Dopo il parlare delle parti esteriori, debba immediate seguire quello delle medie, volendo per ordine procedere dalla cella, parete, lati, ovvero circonferenza principale del tempio: e per questi vocaboli facilmente si può intendere la sua definizione, cioè quello che importi questo vocabolo, cioè cella: dove è da sapere che tre sono le principali figure d’essa, alle quali infinite altre figure si possono ridurre, secondo infinite invenzioni che nella mente dell’architetto possono venire. La prima e più perfetta delle altre è la figura rotonda. La seconda angolare, ovvero a facce di più rette linee composta. La terza e ultima composta di queste due e, come mezzo, dell’una e dell’altra partecipa. Delle quali volendo avere perfetta notizia bisogna dimostrare quali siano le debite loro dimensioni. E benchè la predetta divisione di tre sia sufficiente e vacui (sic) la natura del definito, nientedimeno altra divisione bisogna seguire volendo con facilità dichiarare le proporzioni delle dimensioni.

Dico adunque che due sono le figure le quali ricercano diverse proporzioni. La prima è la rotonda con tutte le figure composte di linee rette che al tondo traggono, come la esagona, pentagona, ortogona e così in infinito moltiplicando gli angoli, non diminuendo. La seconda è la figura oblunga, cioè quadra inequilatera, con tutte le altre figure che a questa si assomigliano.
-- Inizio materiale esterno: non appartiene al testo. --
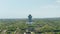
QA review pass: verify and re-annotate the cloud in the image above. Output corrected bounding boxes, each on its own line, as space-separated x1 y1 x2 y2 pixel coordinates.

E benchè si potesse assegnare il terzo modo o figura, cioè quello che partecipa dell’una e dell’altra, nientedimeno questa è da pretermettere, perchè, dichiarate le condizioni e proprietà delle due prime, la terza per sè rimane chiara e manifesta: perocchè le parti traenti al tondo, secondo le regole e norme del primo membro, e le oblonghe secondo il secondo membro sono da essere ordinate.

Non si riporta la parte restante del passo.